Dr Nathaniel Greene will join the Divinity Department in September 2021 to replace Professor Joachim Schaper during his tenure of a Leverhulme Major Research Fellowship (2021-2024).
Dr Nathaniel Greene spent his graduate education studying Hebrew Bible and Northwest Semitic Languages and Literatures at the University of Wisconsin-Madison. Dr Greene comes to the University of Aberdeen after having held visiting positions at both his alma mater and at Brandeis University. His research focuses on the origins of writing and literary production in the early phases of the Iron Age in Israel. His forthcoming book, Warlord and Scribe: The Nascent Israelite State beneath Its Textual Veneers—with Eisenbrauns, an imprint of Penn State University Press—inquires about the origins of the Israelite state and how those origins are reflected in the redactional layers of 1 Samuel 9–14 and the Levantine material culture record. He also maintains research interests in Hebrew poetry and poetic structure, Conceptual Metaphor Theory, the social location(s) of power and identity in the Iron Age Levant, and the use and development of writing systems of all kinds.

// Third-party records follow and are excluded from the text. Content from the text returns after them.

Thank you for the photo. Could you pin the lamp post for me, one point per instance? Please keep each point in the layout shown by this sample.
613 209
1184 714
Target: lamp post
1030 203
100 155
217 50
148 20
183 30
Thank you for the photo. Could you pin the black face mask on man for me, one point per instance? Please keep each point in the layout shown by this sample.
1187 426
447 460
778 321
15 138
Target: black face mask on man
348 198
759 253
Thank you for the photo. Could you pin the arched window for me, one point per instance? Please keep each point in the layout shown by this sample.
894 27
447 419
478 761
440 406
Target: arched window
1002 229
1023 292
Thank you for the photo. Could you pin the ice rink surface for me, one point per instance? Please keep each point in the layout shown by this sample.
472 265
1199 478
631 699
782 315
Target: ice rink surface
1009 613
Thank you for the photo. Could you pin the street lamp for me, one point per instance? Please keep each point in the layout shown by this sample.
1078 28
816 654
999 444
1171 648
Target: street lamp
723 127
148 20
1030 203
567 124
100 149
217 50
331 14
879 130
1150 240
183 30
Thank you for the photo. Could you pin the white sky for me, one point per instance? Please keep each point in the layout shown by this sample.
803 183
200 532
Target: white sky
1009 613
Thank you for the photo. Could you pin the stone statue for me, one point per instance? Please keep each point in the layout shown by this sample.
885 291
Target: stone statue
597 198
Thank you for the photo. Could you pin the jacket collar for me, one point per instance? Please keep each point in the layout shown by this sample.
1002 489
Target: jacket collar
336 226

As an epigrapher and palaeographer, Nathaniel also works extensively in digital approaches to the past. Applying imaging methods such as Reflectance Transformation Imaging (RTI) to Semitic inscriptions, his research brings textual artefacts of ancient Israel and its environs back to life and into closer contact with his students. He is a co-founder of the Wisconsin Palmyrene Aramaic Inscription Project, which has worked to document and publish anew inscriptions from the corpus of Palmyrene Aramaic held the world over, and a co-founder and executive board member of the Colloquium for Biblical and Near Eastern Studies.